我不知道如何转换为字符串来运行unique

2 个答案:

答案 0 :(得分:3)

我希望这会给你你想要的东西:

<?xml version="1.0" encoding="UTF-8"?>
<beans xmlns="http://www.springframework.org/schema/beans"
       xmlns:xsi="http://www.w3.org/2001/XMLSchema-instance"
       xmlns:context="http://www.springframework.org/schema/context"
       xsi:schemaLocation="http://www.springframework.org/schema/beans
       http://www.springframework.org/schema/beans/spring-beans.xsd
       http://www.springframework.org/schema/context
       http://www.springframework.org/schema/context/spring-context.xsd">

   <context:component-scan base-package="com.tutorialspoint" />

   <bean class="org.springframework.web.servlet.view.InternalResourceViewResolver">
      <property name="prefix" value="/" />
      <property name="suffix" value=".jsp" />  
   </bean>

</beans>

答案 1 :(得分:1)

如果您喜欢tidyverse / purrr个功能,可以在一个管道步骤中执行此操作。 stringr::str_splitstringi::stri_split周围的便捷包装器。 purrr::reduce允许您重复应用函数,在本例中为c,直到将str_split返回的整个向量列表缩减为一个字符向量。

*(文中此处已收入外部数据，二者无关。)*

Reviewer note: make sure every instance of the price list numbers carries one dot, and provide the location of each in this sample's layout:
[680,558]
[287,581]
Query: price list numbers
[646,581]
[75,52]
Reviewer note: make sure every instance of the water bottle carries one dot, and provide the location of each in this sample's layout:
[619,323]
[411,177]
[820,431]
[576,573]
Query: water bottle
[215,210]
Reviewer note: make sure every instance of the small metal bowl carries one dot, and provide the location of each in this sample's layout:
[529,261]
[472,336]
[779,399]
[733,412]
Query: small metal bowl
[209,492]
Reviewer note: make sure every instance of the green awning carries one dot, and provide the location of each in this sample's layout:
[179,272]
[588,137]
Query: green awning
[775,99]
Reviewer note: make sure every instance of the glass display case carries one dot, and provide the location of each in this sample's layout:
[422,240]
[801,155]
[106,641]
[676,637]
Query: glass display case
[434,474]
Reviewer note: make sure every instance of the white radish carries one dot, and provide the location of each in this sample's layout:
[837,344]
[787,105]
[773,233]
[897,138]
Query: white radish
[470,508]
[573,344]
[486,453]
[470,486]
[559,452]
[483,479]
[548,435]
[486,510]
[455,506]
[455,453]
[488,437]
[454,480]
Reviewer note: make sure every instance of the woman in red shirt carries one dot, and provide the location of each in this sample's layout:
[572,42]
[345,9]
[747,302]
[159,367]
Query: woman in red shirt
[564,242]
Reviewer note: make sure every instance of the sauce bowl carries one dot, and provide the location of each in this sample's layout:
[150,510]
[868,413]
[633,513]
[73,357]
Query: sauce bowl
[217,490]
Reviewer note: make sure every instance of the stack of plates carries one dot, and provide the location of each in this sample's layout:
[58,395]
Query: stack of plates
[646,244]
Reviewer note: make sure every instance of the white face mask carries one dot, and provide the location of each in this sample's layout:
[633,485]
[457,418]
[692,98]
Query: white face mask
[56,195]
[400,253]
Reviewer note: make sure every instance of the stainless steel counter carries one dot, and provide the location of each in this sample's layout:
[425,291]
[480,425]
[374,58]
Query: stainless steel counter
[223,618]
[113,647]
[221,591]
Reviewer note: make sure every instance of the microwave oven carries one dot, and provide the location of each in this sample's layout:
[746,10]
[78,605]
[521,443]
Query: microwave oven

来自基地R的unlist也可以代替reduce - 我有非常purrr - 专注于此类任务的习惯,但这不一定是简单任务的默认设置

library(tidyverse)

al$lang_name %>%
  str_split(",") %>%
  reduce(c) %>%
  unique()
#>  [1] "Objective-C"  "Swift"        "Other"        "Ruby"        
#>  [5] "Shell"        "HTML"         "Java"         "Kotlin"      
#>  [9] "TypeScript"   "JavaScript"   "CSS"          "Inno Setup"  
#> [13] "Vue"          NA             "Vim script"   "Python"      
#> [17] "CoffeeScript" "Makefile"

reprex package(v0.2.0)创建于2018-06-03。